Errori pagati giustamente a caro prezzo. Non solo dal Pd ma da un intero campo culturale e politico. Errori che hanno creato le condizioni per la svolta sovranista e razzista in atto in questo paese e che rischiano di condannare la sinistra ad una sostanziale irrilevanza politica.
Per questo mi pare non azzardato dire che le domande poste dal milione e ottocentomila votanti non sono rivolte solo al Partito democratico, che pure ha saputo offrire con le primarie uno strumento indispensabile. Allo stesso modo, le risposte non possono essere affidate solo al nuovo segretario Zingaretti ed ai gruppi dirigenti del Pd. Sono questioni ineludibili che interrogano chiunque si riconosca dentro uno schema di valori ben preciso.

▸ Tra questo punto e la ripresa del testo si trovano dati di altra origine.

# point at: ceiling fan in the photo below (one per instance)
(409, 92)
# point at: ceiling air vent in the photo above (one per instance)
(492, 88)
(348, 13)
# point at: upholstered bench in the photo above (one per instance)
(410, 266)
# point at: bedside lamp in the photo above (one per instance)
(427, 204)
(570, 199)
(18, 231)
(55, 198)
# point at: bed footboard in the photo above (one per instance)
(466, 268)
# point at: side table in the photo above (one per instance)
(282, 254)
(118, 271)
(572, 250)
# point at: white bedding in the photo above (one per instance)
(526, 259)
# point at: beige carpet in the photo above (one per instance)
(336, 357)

A questo popolo possiamo offrire una sinistra diversa e nuova? Che sappia fare autocritica delle scelte operate dai Minniti di turno e che cambi decisamente marcia e linguaggio? Che possa tornare a dare protagonismo al suo popolo non solo nei momenti delle primarie ma che sia capace di offrire strumenti di discussione e terreni di battaglia politica? Capace di coraggio e fantasia?

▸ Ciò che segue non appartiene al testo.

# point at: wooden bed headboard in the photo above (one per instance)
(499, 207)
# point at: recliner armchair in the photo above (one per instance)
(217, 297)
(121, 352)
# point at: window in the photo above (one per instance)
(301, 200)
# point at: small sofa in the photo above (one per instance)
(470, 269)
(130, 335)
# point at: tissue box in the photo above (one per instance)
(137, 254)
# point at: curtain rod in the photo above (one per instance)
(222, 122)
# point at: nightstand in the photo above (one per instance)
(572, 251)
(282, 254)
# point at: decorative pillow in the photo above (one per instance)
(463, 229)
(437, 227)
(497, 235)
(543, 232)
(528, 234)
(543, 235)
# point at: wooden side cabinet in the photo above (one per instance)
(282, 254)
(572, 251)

Proprio il coraggio è il punto decisivo della sfida che è stata lanciata dalle primarie di domenica. O almeno questo ho percepito ascoltando i tanti non iscritti- e alle volte neppure elettori- del Pd che sono andati a votare. Il coraggio di chi si è messo in fila nonostante una campagna che ha stentato ad entrare nei temi profondi del Paese e che ha trovato forza e linfa in un’ipotesi di radicale trasformazione non di un partito bensì di un’offerta politica complessiva. A questo coraggio serve che chi è stato investito dalla responsabilità di guidare il partito più rilevante dell’area progressista risponda con altrettanto coraggio. Ad esempio rilanciando subito non una proposta tattica, che servirebbe solo al raggiungimento di qualche percentuale elettorale meno marginale alle prossime elezioni europee e che sarebbe avvertita solo come l’ennesimo tentativo di autoconservazioni di gruppi dirigenti e ceto politico. Ma qualcosa di più profondo e nuovo, di più entusiasmante, capace di andare oltre la sopravvivenza ma che sia avvertita come una sfida credibile al governo lega-m5s sul piano culturale innanzitutto.

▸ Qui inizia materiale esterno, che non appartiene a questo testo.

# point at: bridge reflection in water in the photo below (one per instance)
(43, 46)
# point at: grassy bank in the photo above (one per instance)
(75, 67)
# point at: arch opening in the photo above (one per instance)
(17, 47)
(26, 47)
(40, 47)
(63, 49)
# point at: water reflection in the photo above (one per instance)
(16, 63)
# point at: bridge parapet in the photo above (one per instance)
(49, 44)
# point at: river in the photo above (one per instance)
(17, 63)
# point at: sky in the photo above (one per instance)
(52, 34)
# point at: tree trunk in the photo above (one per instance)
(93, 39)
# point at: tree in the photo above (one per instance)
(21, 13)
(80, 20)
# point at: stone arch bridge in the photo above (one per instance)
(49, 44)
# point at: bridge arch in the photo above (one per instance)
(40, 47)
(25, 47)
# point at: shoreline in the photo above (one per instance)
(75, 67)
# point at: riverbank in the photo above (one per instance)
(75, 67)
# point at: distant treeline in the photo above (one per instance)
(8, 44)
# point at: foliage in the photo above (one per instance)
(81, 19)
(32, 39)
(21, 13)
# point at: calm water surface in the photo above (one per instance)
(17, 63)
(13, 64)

Una proposta che serve al Paese e che serve anche in Sicilia dove lo scontro sembra tutto tra il centrodestra in splendida salute e un movimento 5 stelle che arranca ma che, al momento, appare come l’unica alternativa credibile. Proprio in questa terra di Sicilia sono esperienze- anche anomale- ad aver rappresentato l’opposizione vera al governo guidato, nei fatti, da Salvini. Esperienze capaci di andare oltre i limiti delle strutture partitiche organizzate in senso classico. E proprio per questo vincenti in quanto coraggiose. Se volete lo stesso coraggio che ha mostrato il sindaco Orlando e che ha mostrato la sinistra accettando la sfida del governo di una città complessa come Palermo
Superare rituali e tatticismi, quindi, è la sfida complessiva. La sfida lanciata da chi è andato a votare per le primarie per indicare il segretario del Pd e , contemporaneamente, per reclamare la necessità di una nuova stagione senza scimmiottare formule oramai superate. Una sfida che quindi non riguarda solo il Pd ma chiunque si riconosca in un campo anche se non ha fatto la fila per votare. Ma che non può restare indifferente limitandosi al commento dei fatti senza sentirsi, comunque, chiamato in causa.
Saranno i prossimi giorni a dirci se questa sfida sarà raccolta e se non saremo davanti all’ennesima delusione. Ma penso che a nessuno, stavolta, sia consentito limitarsi a guardare la situazione storica dal torrione di qualche castello come il duca d’auge di Queneau.